O luxo da simplicidade

Durante as férias de janeiro fiquei vários dias na praia de Barra do Una, no litoral norte de São Paulo, que frequento há 17 anos. Encontrei um casal de amigos e fomos, meu marido, eu e eles dois, para um passeio de barco até as ilhas próximas da costa.


O barqueiro não era apenas um marinheiro, era o dono do barco, um homem de uns quarenta anos, magro, pele muito bronzeada e com um ar de contentamento incomum.


Antes de começarmos o passeio, meu marido perguntou se ele morava ali mesmo, na praia. Com um sorriso rasgado ele respondeu:


- Graças a Deus!


Ao longo do passeio pelas ilhas, intercalado por momentos inesquecíveis de mergulho, nadando junto com cardumes de peixes, ele foi contando sua história.


Há três anos ele largou tudo, uma vida estressante em São Paulo como empresário, 93 funcionários e 120 quilos e veio morar na praia. Disse que vive bem, que tem tudo, não precisa de mais nada.


Durante três dias por semana, ele mora na Ilha Montão de Trigo, onde 60 pessoas de uma mesma comunidade vivem isoladas. Quando ele sai, como hoje, a população cai para 59. Lá não há luz elétrica, apenas um gerador que funciona com coletor solar. Eles vivem da pesca e do que produzem.
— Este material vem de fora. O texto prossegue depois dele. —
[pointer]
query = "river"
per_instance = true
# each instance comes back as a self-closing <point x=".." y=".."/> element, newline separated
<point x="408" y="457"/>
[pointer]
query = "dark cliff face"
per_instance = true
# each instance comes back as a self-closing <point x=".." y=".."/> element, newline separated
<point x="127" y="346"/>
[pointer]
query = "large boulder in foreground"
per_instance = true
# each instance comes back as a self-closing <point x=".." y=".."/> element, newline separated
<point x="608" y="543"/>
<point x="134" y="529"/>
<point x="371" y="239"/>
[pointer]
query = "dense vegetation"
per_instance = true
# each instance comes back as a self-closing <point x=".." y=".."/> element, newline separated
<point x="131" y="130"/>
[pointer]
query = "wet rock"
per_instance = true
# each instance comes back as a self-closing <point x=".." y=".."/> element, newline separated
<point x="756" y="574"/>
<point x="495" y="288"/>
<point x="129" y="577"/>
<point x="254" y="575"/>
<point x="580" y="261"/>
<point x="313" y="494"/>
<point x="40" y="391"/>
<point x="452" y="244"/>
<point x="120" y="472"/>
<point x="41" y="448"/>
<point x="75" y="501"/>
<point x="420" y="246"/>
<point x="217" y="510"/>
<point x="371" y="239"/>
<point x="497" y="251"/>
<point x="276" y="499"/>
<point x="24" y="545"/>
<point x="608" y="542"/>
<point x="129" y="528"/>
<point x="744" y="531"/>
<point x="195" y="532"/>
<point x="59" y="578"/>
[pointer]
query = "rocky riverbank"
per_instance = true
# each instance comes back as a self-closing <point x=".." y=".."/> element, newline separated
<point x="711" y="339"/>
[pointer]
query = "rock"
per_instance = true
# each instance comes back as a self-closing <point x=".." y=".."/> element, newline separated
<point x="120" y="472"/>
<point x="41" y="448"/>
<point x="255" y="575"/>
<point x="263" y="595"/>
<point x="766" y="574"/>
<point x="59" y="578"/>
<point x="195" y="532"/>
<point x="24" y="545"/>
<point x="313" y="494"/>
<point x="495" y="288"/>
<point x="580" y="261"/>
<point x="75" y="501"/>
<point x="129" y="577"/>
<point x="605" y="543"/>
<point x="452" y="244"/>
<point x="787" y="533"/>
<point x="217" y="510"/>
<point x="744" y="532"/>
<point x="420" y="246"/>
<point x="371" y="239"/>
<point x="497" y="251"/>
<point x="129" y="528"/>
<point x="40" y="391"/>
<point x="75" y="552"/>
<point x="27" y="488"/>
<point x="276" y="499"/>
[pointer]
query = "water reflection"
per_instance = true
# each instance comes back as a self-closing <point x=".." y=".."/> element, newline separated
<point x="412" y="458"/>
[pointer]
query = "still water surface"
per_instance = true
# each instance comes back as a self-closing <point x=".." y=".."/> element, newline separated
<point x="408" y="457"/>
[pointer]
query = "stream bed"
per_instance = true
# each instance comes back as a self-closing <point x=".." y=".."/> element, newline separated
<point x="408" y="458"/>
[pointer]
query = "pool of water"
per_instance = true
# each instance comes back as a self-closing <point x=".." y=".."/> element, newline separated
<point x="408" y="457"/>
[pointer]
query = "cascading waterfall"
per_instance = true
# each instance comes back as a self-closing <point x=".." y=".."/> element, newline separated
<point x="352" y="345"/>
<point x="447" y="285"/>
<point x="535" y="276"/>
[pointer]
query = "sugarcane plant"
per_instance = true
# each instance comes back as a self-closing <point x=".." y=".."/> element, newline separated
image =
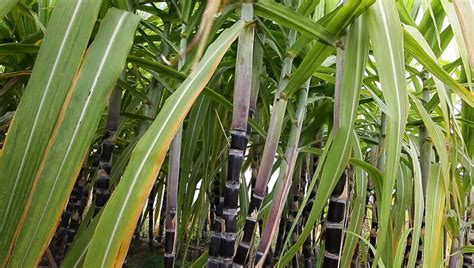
<point x="268" y="133"/>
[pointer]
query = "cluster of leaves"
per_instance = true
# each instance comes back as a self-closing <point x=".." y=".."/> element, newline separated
<point x="401" y="116"/>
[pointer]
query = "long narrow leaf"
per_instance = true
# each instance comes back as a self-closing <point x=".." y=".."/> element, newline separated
<point x="58" y="59"/>
<point x="75" y="128"/>
<point x="111" y="240"/>
<point x="338" y="152"/>
<point x="387" y="41"/>
<point x="278" y="13"/>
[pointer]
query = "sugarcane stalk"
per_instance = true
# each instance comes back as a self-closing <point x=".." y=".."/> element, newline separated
<point x="171" y="220"/>
<point x="264" y="171"/>
<point x="335" y="222"/>
<point x="285" y="177"/>
<point x="239" y="138"/>
<point x="102" y="192"/>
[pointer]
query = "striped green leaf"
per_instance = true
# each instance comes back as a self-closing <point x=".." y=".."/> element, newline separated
<point x="419" y="205"/>
<point x="338" y="152"/>
<point x="58" y="60"/>
<point x="286" y="17"/>
<point x="6" y="6"/>
<point x="433" y="249"/>
<point x="114" y="231"/>
<point x="73" y="133"/>
<point x="387" y="41"/>
<point x="358" y="209"/>
<point x="417" y="51"/>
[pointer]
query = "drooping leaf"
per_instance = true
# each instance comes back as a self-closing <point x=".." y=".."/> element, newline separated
<point x="387" y="40"/>
<point x="73" y="133"/>
<point x="112" y="237"/>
Contei a ele que vi uma foto de um cesto de cipó feito na ilha e ele me explicou que eles usam esses cestos dentro da água, para manter os peixes pescados bem vivos e disponíveis para as próximas refeições. As aberturas do cesto permitem que os pequenos peixes entrem para servirem de comida para os peixes grandes.


Fiquei pensando muito nisso. Para nós, workaholics, viver na praia é só uma ideia. Mas tem gente que consegue transformar essa ideia em realidade.


Quando perguntamos se ele voltaria a morar em São Paulo ele respondeu:


- Não…aqui eu tenho tudo…e como peixe todo dia…


Em alto mar, ele jogou uma isca numa vara de pescar. Pegamos um peixe. E ele o jogou de volta no mar, pedindo desculpas.


Não sei se foi o balanço do mar, o sol ameno, o vento constante, a visão do alto da pedra, a visita aos cardumes de peixes coloridos, mas fiquei pensando no luxo que é a natureza. E na beleza contida na simplicidade de viver feliz.